Taharos, chapitre 5, michna 3. Le sujet de ce chapitre est le safek toumah qui survient dans une réchous harabbim, un domaine public, où la halacha tranche avec indulgence et où la personne concernée conserve son statut de tahor. Notre michna revient au cas bien connu des deux chemins et le pousse un cran plus loin : quel est le din lorsqu'une seule et même personne emprunte chacun des deux chemins en deux occasions distinctes, et qu'après chaque trajet elle manipule de la terouma ?
Le décor
La michna ouvre par "Chnei chevilin", deux chemins qui traversent un espace public. L'un des deux est tamei, peut-être qu'un cadavre est enseveli en dessous, tandis que l'autre est totalement exempt de toumah. Toute la difficulté tient à ceci : personne ne sait lequel est lequel.
Le premier trajet
"Vehalach be'echad mehem ve'assah taharos vene'echlou" (il marcha sur l'un d'eux, prépara des taharos et elles furent mangées). Notre homme a emprunté l'un des deux chemins, sans aucun moyen de savoir lequel il avait choisi. À son arrivée, il a préparé des taharos, c'est-à-dire des aliments de terouma, et ces aliments ont été servis et consommés. Il n'en reste rien que nous puissions examiner ou éliminer.

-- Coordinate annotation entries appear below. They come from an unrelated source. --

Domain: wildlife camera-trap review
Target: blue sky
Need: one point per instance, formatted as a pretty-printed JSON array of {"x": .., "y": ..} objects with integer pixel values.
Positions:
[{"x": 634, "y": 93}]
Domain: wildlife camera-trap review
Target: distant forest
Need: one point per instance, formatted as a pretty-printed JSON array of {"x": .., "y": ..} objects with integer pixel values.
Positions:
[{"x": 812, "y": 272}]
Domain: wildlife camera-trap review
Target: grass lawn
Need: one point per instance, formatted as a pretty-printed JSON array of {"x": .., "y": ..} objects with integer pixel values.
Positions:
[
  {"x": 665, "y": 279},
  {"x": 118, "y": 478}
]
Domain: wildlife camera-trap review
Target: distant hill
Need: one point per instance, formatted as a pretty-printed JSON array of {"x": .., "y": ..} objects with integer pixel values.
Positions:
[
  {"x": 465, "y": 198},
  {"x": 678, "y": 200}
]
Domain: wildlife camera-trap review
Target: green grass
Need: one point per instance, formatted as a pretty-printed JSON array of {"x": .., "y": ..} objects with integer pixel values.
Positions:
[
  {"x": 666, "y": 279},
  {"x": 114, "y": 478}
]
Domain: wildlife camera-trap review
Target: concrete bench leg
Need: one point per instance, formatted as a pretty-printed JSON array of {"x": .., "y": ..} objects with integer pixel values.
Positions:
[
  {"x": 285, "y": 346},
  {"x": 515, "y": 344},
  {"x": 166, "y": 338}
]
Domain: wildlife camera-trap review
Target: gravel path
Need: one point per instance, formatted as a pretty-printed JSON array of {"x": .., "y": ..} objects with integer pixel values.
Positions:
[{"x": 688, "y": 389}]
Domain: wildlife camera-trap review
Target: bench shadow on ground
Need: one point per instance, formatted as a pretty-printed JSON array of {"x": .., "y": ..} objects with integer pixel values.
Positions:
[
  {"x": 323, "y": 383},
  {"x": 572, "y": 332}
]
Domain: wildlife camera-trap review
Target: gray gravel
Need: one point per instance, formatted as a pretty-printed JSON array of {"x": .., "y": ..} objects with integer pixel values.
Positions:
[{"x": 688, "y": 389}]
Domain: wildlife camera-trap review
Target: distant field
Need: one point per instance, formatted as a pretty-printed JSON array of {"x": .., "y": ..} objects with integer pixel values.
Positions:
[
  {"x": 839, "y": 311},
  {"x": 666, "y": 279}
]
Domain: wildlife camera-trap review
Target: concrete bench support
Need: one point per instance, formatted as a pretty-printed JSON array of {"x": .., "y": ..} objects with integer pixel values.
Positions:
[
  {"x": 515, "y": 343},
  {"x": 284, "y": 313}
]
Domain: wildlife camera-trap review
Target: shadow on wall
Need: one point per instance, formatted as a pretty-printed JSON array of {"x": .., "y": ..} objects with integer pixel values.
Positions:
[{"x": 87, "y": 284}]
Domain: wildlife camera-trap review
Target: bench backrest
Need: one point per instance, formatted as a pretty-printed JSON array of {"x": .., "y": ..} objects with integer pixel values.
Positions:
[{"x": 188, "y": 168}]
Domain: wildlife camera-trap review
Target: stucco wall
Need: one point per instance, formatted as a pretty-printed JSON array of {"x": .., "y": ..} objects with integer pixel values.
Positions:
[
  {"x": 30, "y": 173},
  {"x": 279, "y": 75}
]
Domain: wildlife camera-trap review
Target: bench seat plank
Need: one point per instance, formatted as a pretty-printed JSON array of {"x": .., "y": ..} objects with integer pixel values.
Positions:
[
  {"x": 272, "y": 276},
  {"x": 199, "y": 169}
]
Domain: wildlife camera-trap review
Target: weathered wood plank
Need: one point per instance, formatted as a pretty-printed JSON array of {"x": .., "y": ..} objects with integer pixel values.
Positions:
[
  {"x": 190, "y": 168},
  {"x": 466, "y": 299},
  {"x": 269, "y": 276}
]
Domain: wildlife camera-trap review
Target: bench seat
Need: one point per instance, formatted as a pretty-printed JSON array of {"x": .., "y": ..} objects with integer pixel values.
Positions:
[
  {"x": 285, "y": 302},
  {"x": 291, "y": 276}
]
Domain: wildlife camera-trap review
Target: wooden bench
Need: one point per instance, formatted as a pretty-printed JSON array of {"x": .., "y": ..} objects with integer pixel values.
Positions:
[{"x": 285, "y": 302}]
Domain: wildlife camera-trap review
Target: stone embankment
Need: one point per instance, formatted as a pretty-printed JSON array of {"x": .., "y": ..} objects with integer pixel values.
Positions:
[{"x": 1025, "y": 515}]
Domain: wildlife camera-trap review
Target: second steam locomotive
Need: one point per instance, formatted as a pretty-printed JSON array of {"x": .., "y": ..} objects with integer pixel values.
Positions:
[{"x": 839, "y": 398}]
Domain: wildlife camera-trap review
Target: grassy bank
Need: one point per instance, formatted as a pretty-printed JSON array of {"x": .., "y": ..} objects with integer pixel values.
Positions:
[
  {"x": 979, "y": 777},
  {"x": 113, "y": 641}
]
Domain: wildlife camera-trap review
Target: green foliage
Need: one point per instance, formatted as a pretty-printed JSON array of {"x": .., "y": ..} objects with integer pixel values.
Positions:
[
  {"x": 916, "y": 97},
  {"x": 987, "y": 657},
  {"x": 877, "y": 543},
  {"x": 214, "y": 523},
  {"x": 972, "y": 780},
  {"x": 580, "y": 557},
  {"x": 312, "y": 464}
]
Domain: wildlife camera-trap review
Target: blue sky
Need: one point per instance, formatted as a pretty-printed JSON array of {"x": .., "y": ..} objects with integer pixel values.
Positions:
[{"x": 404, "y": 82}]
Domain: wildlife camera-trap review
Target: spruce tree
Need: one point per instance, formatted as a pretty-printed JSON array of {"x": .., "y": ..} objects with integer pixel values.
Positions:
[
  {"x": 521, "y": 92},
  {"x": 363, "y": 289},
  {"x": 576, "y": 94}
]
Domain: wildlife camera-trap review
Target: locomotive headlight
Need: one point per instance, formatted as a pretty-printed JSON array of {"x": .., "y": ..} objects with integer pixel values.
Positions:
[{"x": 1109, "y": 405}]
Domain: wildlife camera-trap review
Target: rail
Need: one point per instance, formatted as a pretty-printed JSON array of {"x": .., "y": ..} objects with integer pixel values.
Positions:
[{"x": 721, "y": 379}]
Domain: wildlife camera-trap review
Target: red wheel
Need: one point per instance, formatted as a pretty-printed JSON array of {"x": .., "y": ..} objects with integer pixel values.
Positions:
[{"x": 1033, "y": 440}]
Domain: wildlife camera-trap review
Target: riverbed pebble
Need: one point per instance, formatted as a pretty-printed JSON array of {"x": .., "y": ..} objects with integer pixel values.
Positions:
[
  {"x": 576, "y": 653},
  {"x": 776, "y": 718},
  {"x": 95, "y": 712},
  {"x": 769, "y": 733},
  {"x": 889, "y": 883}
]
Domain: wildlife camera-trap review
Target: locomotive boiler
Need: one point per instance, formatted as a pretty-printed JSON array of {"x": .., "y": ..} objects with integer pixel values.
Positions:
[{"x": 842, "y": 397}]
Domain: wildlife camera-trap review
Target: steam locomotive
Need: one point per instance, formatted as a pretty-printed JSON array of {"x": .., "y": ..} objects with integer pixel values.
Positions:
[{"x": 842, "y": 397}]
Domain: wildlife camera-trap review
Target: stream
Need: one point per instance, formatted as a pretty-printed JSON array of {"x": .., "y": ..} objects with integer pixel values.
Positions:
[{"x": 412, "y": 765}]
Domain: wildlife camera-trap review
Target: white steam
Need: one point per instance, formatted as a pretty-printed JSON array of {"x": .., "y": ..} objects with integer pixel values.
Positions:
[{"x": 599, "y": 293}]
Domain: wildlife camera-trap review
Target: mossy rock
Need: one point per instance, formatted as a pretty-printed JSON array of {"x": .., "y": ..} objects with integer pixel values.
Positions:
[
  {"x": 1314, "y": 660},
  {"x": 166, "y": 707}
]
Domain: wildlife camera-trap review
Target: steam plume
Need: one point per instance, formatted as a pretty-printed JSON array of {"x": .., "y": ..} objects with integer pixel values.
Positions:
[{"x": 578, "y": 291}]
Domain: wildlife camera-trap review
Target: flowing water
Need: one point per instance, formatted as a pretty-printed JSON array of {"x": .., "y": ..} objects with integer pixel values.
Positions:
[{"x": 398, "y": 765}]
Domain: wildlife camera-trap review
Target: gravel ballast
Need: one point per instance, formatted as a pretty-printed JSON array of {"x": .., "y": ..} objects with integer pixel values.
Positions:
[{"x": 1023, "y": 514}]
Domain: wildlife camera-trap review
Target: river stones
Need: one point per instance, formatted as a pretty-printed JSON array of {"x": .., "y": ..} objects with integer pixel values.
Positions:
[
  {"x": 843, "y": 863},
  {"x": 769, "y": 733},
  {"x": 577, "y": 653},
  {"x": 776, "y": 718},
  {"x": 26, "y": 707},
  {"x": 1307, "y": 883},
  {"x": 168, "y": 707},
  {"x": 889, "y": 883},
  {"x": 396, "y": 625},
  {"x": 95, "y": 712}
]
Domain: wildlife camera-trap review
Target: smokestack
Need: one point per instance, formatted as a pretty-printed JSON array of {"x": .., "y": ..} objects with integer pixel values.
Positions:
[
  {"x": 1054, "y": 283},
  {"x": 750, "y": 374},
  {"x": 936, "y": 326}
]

"Hizah vechanah vetaval vetaher" (il fut aspergé, aspergé une seconde fois, s'immergea et devint tahor). Ensuite, il a suivi tout le processus de purification de la toumas meis : aspersion des eaux de la para adouma le troisième jour, aspersion répétée le septième, tevila dans un mikvé, puis la tombée de la nuit, qui achève sa tahara. Ce détail mérite qu'on s'y arrête un instant. Selon l'avis des Chachamim, qui est l'avis que nous suivons, rien de tout cela ne lui était exigé, car un doute survenu dans un domaine public laisse l'homme tahor. Pour suivre le cas tel que la michna le présente, il faut donc imaginer quelqu'un qui s'est purifié volontairement, allant au-delà de ce que la halacha lui demandait.
Le second trajet
"Vehalach bacheni ve'assah taharos" (il marcha sur le second et prépara des taharos). Plus tard, il a emprunté l'autre chemin. Il est toujours incapable d'identifier lequel des deux porte la toumah, mais il est certain que cette fois il n'a pas pris le chemin de son premier trajet. Là encore, il a préparé des aliments de terouma au terme du voyage. Comment traiter ces aliments ?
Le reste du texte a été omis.